London: Britain has turned a corner in the Coronavirus pandemic in a "bad sense", which means infections will rise at a dangerous pace unless tougher action is taken, the UK's top medical advisor said on Monday.

Chief Medical Officer (CMO) Chris Whitty joined the government's Chief Scientific Adviser, Patrick Vallance, at a Downing Street briefing to present a host of charts and data to warn that the rate at which Coronavirus is spreading across the country could see 50,000 new cases a day by mid-October without further restrictions.

Their warnings indicate that tighter lockdown measures on household interactions and hospitality businesses are imminent.

"We have, in a bad sense, literally turned a corner, although only relatively recently," said Whitty.

"If this continued, the number of deaths directly from COVID will continue to rise, potentially on an exponential curve, that means doubling and doubling and doubling again. And you can quickly move from really quite small numbers to really very large numbers because of that exponential process, he warned.

Both senior scientific experts, addressing their first briefing without being accompanied by either Prime Minister Boris Johnson or a senior Cabinet minister, were brought in to issue a stark warning that the UK was headed in the "wrong direction and lay the groundwork for further UK-wide curbs expected to be announced by the government later in the week. On Sunday, a further 3,899 daily cases took the overall Coronavirus cases to 394,257. A further 18 people died within 28 days of testing positive for COVID-19, bringing the UK death toll from the virus to 41,777.

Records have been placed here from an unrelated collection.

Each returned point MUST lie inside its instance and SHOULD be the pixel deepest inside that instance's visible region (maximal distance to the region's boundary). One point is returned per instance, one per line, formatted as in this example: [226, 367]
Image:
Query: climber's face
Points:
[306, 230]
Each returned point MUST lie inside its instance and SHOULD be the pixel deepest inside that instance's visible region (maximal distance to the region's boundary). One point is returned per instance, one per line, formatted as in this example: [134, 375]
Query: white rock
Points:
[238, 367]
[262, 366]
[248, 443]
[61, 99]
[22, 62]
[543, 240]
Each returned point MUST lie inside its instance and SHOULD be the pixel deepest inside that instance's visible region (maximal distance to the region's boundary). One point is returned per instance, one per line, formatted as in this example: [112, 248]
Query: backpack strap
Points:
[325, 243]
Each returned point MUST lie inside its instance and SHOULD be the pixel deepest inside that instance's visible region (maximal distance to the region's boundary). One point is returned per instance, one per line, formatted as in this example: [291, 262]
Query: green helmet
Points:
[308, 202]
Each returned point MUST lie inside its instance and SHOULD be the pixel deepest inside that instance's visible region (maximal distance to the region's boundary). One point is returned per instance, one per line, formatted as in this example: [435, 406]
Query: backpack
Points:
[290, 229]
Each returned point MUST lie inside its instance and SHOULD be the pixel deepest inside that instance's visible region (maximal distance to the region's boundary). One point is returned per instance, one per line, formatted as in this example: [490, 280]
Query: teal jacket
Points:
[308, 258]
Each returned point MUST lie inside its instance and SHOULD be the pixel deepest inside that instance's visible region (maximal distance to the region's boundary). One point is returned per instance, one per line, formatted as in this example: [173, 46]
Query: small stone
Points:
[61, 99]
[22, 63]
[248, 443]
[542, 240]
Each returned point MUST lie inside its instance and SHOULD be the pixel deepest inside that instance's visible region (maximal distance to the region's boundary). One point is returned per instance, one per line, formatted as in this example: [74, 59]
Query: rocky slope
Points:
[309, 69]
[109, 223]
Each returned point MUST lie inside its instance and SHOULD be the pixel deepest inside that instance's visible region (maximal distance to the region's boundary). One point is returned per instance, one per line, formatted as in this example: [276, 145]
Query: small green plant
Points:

Based on projections if the current trend of roughly doubling infections every seven days is left unchecked, Whitty and Vallance warned that the middle of November could see up to 200-plus deaths per day.

"The challenge therefore is to make sure the doubling time does not stay at seven days," said Vallance.

The government advisers also said that even though different parts of the UK were seeing cases rising at different rates, and even though some age groups are affected more than others, the evolving situation "is all of our problem".

"What we've seen in other countries, and are now clearly seeing here, is that they're not staying just in the younger age groups, and moving up the age bands and the mortality rates will be similar to slightly lower than they were previously but they will be similar to what we saw previously," said

Whitty.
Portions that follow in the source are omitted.